Uploading Data and Programs

Through the Files tab page, you can create, delete, import, export, delete files in the analysis cluster.

Background

MRS clusters process data from OBS or HDFS. OBS provides customers with the data storage capabilities that are massive, secure, reliable, and cost-effective. MRS can directly process data in OBS. You can browse, manage, and use data on the web page of the management console and OBS Client.

Importing Data

Currently, MRS can only import data from OBS to HDFS. The file upload rate decreases with the increase of the file size. This mode applies to scenarios where the data volume is small.

You can perform the following steps to import files and directories:

  1. Log in to the MRS console.

  2. Choose Clusters > Active Clusters and click the name of the cluster to be queried to enter the page displaying the cluster's information.

  3. Click the Files tab to go to the file management page.

  4. Select HDFS File List.

  5. Go to the data storage directory, for example, bd_app1.

    The bd_app1 directory is only an example. You can use any directory on the page or create a new one.

    The requirements for creating a folder are as follows:

    • The folder name contains a maximum of 255 characters. The full path cannot exceed 1,023 characters.

    • The folder name cannot be empty.

    • The folder name cannot contain the following special characters: /:*?"<>|\;&,'!{}[]$%+`

    • The value cannot start or end with a period (.).

    • The spaces at the beginning and end are ignored.

  6. Click Import Data and configure the HDFS and OBS paths correctly. When configuring the OBS or HDFS path, click Browse, select a file directory, and click Yes.

    • OBS path

      • The path must start with obs://. In MRS 1.7.2 or earlier, the value must start with s3a://.

      • Files or programs encrypted by KMS cannot be imported.

      • An empty folder cannot be imported.

      • The directory and file name can contain letters, digits, hyphens (-), and underscores (_), but cannot contain the following special characters ;|&>,<'$*?\

      • The directory and file name cannot start or end with a space, but can contain spaces between them.

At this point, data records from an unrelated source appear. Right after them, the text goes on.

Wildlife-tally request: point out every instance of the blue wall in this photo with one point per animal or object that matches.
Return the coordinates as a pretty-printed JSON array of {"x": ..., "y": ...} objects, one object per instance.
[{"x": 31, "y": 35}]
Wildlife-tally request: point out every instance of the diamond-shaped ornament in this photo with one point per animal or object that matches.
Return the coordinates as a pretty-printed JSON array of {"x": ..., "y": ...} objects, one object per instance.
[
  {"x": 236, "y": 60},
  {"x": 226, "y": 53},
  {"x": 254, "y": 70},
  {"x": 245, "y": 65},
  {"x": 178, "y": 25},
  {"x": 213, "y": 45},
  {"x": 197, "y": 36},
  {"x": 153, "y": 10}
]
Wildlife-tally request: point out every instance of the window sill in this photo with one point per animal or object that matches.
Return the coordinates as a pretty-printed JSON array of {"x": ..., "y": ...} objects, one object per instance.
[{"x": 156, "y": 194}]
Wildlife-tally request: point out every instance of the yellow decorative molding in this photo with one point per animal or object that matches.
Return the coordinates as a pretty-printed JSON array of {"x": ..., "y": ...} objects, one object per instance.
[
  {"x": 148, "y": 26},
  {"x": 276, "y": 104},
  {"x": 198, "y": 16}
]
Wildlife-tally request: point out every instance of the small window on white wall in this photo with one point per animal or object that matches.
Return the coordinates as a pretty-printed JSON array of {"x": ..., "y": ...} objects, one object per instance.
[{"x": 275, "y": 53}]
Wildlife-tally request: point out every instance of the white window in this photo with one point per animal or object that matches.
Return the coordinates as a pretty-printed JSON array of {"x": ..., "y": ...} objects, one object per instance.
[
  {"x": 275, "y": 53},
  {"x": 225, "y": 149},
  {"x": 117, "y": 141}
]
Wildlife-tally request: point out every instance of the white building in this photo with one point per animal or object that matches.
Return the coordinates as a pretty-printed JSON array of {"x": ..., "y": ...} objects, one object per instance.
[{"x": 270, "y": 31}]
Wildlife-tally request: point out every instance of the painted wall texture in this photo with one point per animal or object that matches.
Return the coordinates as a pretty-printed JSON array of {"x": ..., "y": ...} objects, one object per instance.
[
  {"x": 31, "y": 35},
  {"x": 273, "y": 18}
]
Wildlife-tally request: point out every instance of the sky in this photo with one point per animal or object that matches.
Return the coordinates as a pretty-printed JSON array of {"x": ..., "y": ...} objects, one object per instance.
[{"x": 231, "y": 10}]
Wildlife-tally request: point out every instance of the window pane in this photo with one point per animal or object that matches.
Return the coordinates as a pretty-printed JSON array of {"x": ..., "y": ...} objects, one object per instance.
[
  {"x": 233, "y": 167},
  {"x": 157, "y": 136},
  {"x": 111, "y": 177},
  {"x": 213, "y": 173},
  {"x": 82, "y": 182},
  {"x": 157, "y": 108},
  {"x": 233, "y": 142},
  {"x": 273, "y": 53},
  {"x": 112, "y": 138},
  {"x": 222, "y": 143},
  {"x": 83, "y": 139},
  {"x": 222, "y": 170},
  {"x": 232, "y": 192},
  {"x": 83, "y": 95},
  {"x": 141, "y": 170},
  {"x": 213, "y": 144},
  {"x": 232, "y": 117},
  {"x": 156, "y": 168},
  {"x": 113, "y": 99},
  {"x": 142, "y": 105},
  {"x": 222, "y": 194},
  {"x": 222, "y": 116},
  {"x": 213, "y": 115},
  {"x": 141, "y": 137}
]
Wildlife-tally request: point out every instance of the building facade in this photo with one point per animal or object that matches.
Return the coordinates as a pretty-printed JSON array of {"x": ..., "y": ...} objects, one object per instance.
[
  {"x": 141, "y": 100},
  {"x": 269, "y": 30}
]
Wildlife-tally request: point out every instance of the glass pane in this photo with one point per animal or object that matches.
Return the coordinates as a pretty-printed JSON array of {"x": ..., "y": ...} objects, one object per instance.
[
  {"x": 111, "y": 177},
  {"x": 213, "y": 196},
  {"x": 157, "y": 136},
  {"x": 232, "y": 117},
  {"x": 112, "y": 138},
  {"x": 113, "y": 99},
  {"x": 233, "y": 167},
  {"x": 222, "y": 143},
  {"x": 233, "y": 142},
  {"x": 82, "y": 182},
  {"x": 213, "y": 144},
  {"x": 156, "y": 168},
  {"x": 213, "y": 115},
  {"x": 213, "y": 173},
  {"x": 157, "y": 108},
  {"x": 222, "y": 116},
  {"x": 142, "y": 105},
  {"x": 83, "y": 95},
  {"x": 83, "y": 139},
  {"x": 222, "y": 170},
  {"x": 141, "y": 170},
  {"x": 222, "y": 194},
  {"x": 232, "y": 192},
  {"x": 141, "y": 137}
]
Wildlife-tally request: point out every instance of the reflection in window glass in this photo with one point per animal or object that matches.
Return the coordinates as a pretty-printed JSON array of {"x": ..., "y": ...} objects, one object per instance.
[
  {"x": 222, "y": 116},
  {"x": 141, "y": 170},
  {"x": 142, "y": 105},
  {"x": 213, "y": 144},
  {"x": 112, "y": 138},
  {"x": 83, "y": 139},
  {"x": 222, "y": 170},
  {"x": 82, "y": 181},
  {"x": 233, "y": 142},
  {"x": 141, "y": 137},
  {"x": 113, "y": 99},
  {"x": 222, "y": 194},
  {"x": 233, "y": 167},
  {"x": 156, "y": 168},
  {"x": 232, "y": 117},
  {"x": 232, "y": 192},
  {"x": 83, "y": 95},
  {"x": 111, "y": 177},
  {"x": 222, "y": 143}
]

      • The OBS full path contains a maximum of 1,023 characters.

    • HDFS path

      • The path starts with /user by default.

      • The directory and file name can contain letters, digits, hyphens (-), and underscores (_), but cannot contain the following special characters: ;|&>,<'$*?\:

      • The directory and file name cannot start or end with a space, but can contain spaces between them.

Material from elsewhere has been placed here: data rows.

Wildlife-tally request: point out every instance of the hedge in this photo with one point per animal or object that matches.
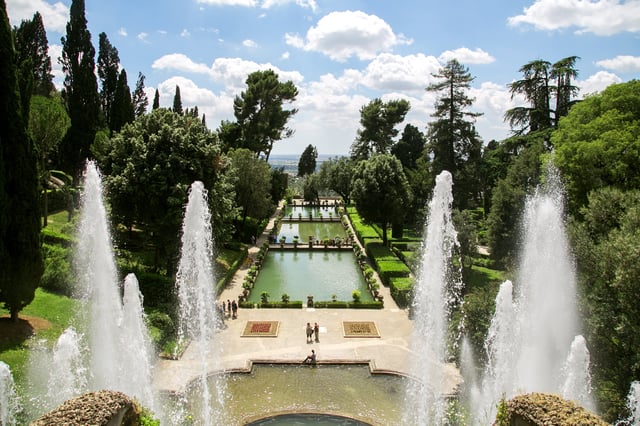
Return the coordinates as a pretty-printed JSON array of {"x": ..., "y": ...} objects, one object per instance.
[
  {"x": 388, "y": 269},
  {"x": 401, "y": 289},
  {"x": 292, "y": 304},
  {"x": 348, "y": 305}
]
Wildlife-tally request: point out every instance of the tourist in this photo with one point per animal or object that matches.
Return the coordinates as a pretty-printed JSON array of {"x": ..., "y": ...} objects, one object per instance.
[
  {"x": 309, "y": 333},
  {"x": 311, "y": 358}
]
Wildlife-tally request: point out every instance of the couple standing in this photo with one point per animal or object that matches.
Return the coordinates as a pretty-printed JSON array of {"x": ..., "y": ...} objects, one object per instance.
[{"x": 311, "y": 331}]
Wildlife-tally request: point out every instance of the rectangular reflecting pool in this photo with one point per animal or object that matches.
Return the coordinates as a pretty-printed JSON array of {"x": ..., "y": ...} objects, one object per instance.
[
  {"x": 305, "y": 211},
  {"x": 301, "y": 273},
  {"x": 319, "y": 230}
]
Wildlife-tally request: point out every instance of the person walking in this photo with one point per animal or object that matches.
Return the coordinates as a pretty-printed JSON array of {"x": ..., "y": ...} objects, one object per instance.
[{"x": 309, "y": 333}]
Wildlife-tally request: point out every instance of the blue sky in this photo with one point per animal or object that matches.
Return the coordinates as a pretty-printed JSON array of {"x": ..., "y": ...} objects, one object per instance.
[{"x": 343, "y": 53}]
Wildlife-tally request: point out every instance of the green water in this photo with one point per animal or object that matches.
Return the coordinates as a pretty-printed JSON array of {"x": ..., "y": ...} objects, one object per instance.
[
  {"x": 319, "y": 273},
  {"x": 319, "y": 230},
  {"x": 294, "y": 211},
  {"x": 338, "y": 390}
]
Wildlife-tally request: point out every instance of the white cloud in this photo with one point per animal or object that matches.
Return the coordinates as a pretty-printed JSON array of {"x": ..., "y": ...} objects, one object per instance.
[
  {"x": 54, "y": 16},
  {"x": 307, "y": 4},
  {"x": 245, "y": 3},
  {"x": 229, "y": 72},
  {"x": 597, "y": 82},
  {"x": 143, "y": 37},
  {"x": 341, "y": 35},
  {"x": 250, "y": 44},
  {"x": 265, "y": 4},
  {"x": 601, "y": 17},
  {"x": 389, "y": 72},
  {"x": 55, "y": 51},
  {"x": 215, "y": 107},
  {"x": 621, "y": 63},
  {"x": 179, "y": 62},
  {"x": 465, "y": 55}
]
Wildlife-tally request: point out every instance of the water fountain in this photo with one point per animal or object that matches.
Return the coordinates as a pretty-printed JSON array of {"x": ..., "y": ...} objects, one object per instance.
[
  {"x": 529, "y": 345},
  {"x": 437, "y": 291},
  {"x": 67, "y": 375},
  {"x": 8, "y": 398},
  {"x": 195, "y": 282}
]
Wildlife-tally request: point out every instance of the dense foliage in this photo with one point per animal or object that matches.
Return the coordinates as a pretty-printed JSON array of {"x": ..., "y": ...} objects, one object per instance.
[
  {"x": 20, "y": 254},
  {"x": 148, "y": 168}
]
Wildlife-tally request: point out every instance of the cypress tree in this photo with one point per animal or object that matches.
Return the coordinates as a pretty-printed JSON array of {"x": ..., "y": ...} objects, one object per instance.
[
  {"x": 80, "y": 90},
  {"x": 177, "y": 102},
  {"x": 122, "y": 110},
  {"x": 156, "y": 100},
  {"x": 108, "y": 65},
  {"x": 139, "y": 97},
  {"x": 31, "y": 44},
  {"x": 20, "y": 254}
]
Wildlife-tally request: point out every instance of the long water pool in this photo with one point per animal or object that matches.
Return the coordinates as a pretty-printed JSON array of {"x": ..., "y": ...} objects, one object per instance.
[
  {"x": 324, "y": 390},
  {"x": 319, "y": 231},
  {"x": 319, "y": 273}
]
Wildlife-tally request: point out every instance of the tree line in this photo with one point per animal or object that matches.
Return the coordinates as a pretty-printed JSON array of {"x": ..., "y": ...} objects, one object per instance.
[{"x": 149, "y": 159}]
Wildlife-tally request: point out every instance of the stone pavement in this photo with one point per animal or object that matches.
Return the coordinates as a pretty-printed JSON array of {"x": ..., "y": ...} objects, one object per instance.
[{"x": 391, "y": 352}]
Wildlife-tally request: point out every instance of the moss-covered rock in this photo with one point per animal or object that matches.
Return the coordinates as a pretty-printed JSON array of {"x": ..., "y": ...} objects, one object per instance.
[
  {"x": 538, "y": 409},
  {"x": 108, "y": 408}
]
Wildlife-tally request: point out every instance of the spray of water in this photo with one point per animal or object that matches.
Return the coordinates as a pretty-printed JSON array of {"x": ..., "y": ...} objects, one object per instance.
[
  {"x": 195, "y": 283},
  {"x": 529, "y": 346},
  {"x": 9, "y": 404},
  {"x": 437, "y": 291},
  {"x": 67, "y": 374}
]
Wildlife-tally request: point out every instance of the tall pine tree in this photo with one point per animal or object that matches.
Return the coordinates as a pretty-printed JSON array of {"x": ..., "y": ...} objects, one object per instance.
[
  {"x": 31, "y": 44},
  {"x": 122, "y": 111},
  {"x": 108, "y": 69},
  {"x": 20, "y": 254},
  {"x": 139, "y": 97},
  {"x": 453, "y": 139},
  {"x": 177, "y": 102},
  {"x": 80, "y": 90},
  {"x": 156, "y": 100}
]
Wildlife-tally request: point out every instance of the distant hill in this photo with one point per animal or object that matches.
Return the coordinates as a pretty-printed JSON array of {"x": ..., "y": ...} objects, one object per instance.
[{"x": 290, "y": 162}]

      • The HDFS full path contains a maximum of 1,023 characters.

      • The HDFS parent directory in HDFS File List is displayed in the HDFS Path text box by default.

  7. Click OK.

    You can view the file upload progress on the File Operation Records tab page. MRS processes the data import operation as a DistCp job. You can also check whether the DistCp job is successfully executed on the Jobs tab page.

Exporting Data

After the data analysis and computing are completed, you can store the data in HDFS or export them to OBS.

You can perform the following steps to export files and directories:

  1. Log in to the MRS console.

  2. Choose Clusters > Active Clusters and click the name of the cluster to be queried to enter the page displaying the cluster's basic information.

  3. Click the Files tab to go to the file management page.

  4. Select HDFS File List.

  5. Go to the data storage directory, for example, bd_app1.

  6. Click Export Data and configure the OBS and HDFS paths. When configuring the OBS or HDFS path, click Browse, select a file directory, and click Yes.

    • OBS path

      • The path must start with obs://. In MRS 1.7.2 or earlier, the value must start with s3a://.

      • The directory and file name can contain letters, digits, hyphens (-), and underscores (_), but cannot contain the following special characters ;|&>,<'$*?\

      • The directory and file name cannot start or end with a space, but can contain spaces between them.

      • The OBS full path contains a maximum of 1,023 characters.

    • HDFS path

      • The path starts with /user by default.

      • The directory and file name can contain letters, digits, hyphens (-), and underscores (_), but cannot contain the following special characters: ;|&>,<'$*?\:

      • The directory and file name cannot start or end with a space, but can contain spaces between them.

      • The HDFS full path contains a maximum of 1,023 characters.

      • The HDFS parent directory in HDFS File List is displayed in the HDFS Path text box by default.

    Note

    When a folder is exported to OBS, a label file named folder name_$folder$ is added to the OBS path. Ensure that the exported folder is not empty. If the exported folder is empty, OBS cannot display the folder and only generates a file named folder name_$folder$.

  7. Click OK.

    You can view the file upload progress on the File Operation Records tab page. MRS processes the data export operation as a DistCp job. You can also check whether the DistCp job is successfully executed on the Jobs tab page.